The rumors, including the occasional one that he had succumbed to leukemia, represented nothing more than mass wishful thinking: many people sincerely wished al-Douri dead. He had been responsible for uncountable deaths—of Iraqi Kurds and Shia, and of Iranians—during his rise to the highest echelons of the Ba’aht Party. His villainy was accurately represented by his position on the famous deck of cards of the Iraqis most wanted by the coalition: al-Douri was King of Clubs. (Saddam was, of course, the Ace of Spades.)
The last time I believed a report of al-Douri’s demise was in mid-2006. With no other way to verify the rumors, I took a long shot: through intermediaries, I sent out a list of questions meant for al-Douri. When I heard nothing back for weeks, I assumed he indeed was dead.

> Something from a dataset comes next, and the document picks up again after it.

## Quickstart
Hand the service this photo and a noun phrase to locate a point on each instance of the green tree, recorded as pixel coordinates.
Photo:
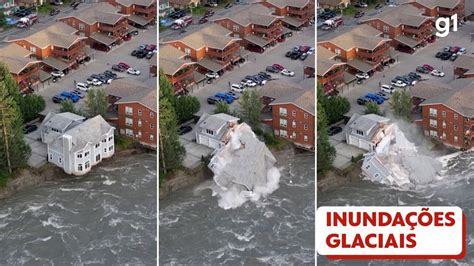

I can still remember the gasps of dismay among my Iraqi colleagues when a messenger finally arrived, from Syria, with al-Douri’s answers to my questions. It was something of a scoop, his first interview with the Western media. But none of us felt any sense of achievement. Our office manager, a man of dark humor, tried to see the bright side of things by pointing out that the bounty on al-Douri’s head (at most recent count, it was $10 million) was still up for grabs.
Is the King of Clubs really dead this time? The governor of Salahuddin province says Iraqi soldiers and Shia militia killed him near Tikrit last Friday (April 10). If that’s true, many Iraqis—my former colleagues among them—will have reason to cheer.
But I’m inclined to wait for a formal death announcement, whether from the remnants of the Ba’ath party, which he led after Saddam’s capture, or from ISIL, with which he made an on-again, off-again alliance.